Hastings Observer Column - 21 June

Since my very first day as your MP I have said I will do everything I can to support our fleets.

Our fishermen are now getting more quota than 2010, but there needs to be an even bigger increase.

This is why I have been meeting with my senior colleagues in Government like Environment and Rural Affairs Secretary Michael Gove to make the case for our fleets.

The result is that I was able to convince him to that designating Hastings as a “Marine Conservation Zone” would be a huge benefit to our fishermen.

The new designation will protect endangered marine life from harmful fishing methods. As Hastings fishermen are already sustainable, they have nothing to worry about.

As your MP I will always represent your interests and take them right to the very top of Government, so Hastings & Rye gets the best possible deal.

And when it comes to our fishing fleets, I know how important they are. The identity of our towns is tied to our historic high streets, unique culture, and of course our iconic fishing fleets.
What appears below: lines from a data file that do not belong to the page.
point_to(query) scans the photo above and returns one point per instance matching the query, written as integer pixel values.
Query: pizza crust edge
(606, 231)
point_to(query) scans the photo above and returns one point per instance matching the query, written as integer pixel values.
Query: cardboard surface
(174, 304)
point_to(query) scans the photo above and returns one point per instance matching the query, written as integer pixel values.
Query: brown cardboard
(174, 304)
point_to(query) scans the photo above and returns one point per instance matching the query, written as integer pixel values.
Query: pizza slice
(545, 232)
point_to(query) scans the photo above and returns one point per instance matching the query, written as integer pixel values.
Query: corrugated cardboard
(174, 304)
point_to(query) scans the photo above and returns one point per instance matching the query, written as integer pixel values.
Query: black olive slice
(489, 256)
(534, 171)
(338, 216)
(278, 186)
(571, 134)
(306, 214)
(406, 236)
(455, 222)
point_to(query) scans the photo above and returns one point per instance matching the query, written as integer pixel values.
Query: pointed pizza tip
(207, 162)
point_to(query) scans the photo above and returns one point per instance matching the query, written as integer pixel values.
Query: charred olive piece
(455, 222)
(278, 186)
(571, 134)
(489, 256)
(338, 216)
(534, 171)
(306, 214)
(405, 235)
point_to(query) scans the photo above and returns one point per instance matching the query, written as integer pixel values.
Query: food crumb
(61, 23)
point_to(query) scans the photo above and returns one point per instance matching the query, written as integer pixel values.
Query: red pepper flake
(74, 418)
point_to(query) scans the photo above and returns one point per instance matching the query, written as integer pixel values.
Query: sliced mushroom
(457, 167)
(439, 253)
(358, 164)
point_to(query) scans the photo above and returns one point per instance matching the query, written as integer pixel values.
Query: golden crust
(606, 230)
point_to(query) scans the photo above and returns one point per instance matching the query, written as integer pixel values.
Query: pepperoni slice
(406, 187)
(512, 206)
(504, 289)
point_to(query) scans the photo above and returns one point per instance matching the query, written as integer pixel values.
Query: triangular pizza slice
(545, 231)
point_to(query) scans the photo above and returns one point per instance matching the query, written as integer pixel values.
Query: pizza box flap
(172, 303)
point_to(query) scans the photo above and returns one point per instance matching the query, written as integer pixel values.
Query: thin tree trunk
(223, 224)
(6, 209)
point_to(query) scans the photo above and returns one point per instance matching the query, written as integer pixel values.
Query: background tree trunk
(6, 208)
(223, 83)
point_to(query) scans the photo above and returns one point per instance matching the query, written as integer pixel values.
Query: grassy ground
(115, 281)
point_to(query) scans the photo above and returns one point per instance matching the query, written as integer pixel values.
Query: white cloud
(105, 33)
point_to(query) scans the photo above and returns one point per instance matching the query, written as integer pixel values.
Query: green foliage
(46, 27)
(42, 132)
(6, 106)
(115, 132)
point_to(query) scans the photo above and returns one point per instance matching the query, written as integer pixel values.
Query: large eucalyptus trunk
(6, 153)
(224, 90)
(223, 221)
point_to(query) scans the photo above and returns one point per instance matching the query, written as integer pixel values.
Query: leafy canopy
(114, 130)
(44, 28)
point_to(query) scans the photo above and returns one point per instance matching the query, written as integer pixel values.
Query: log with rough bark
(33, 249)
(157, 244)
With both Hastings and Rye being Cinque Ports, they are some of the oldest settlements along our coastline and were set up to establish trading and defensive outposts.

So it is no surprise that our fishing fleets have been such a big part of our communities through generations. Hastings is unique with its famous fishing huts and the largest beach launched fleet in Europe – even with a shorter than average beach, the Hastings fishing community have found a way to succeed.

Hastings fishermen were also the first in the country to enjoy being certified as sustainable by the Marine Stewardship Council – an indication of their commitment to sustainability.

It is also vital that our fleet, which is made up of small boats, can manage its own quota. As it stands, it is unfair that the small boats, which make up 80% of fleets in the UK only have access to 2 per cent of the national quota. I have been holding more meetings in Westminster with my colleagues to get a better deal for our fleets and give them the ability to manage their own quota. It is not an overnight process, but I am glad that good progress has been made towards getting a fairer deal for our fishermen.

I recently had the pleasure to attend local photographer John Cole’s exhibition on “Fishing for Generations” which captured the importance of families within the fishing community. Many of the fishermen are teams of father and son, all of whom need the support of their mothers to fish each day. I look forward to catching up with our fishing fleet over the summer months.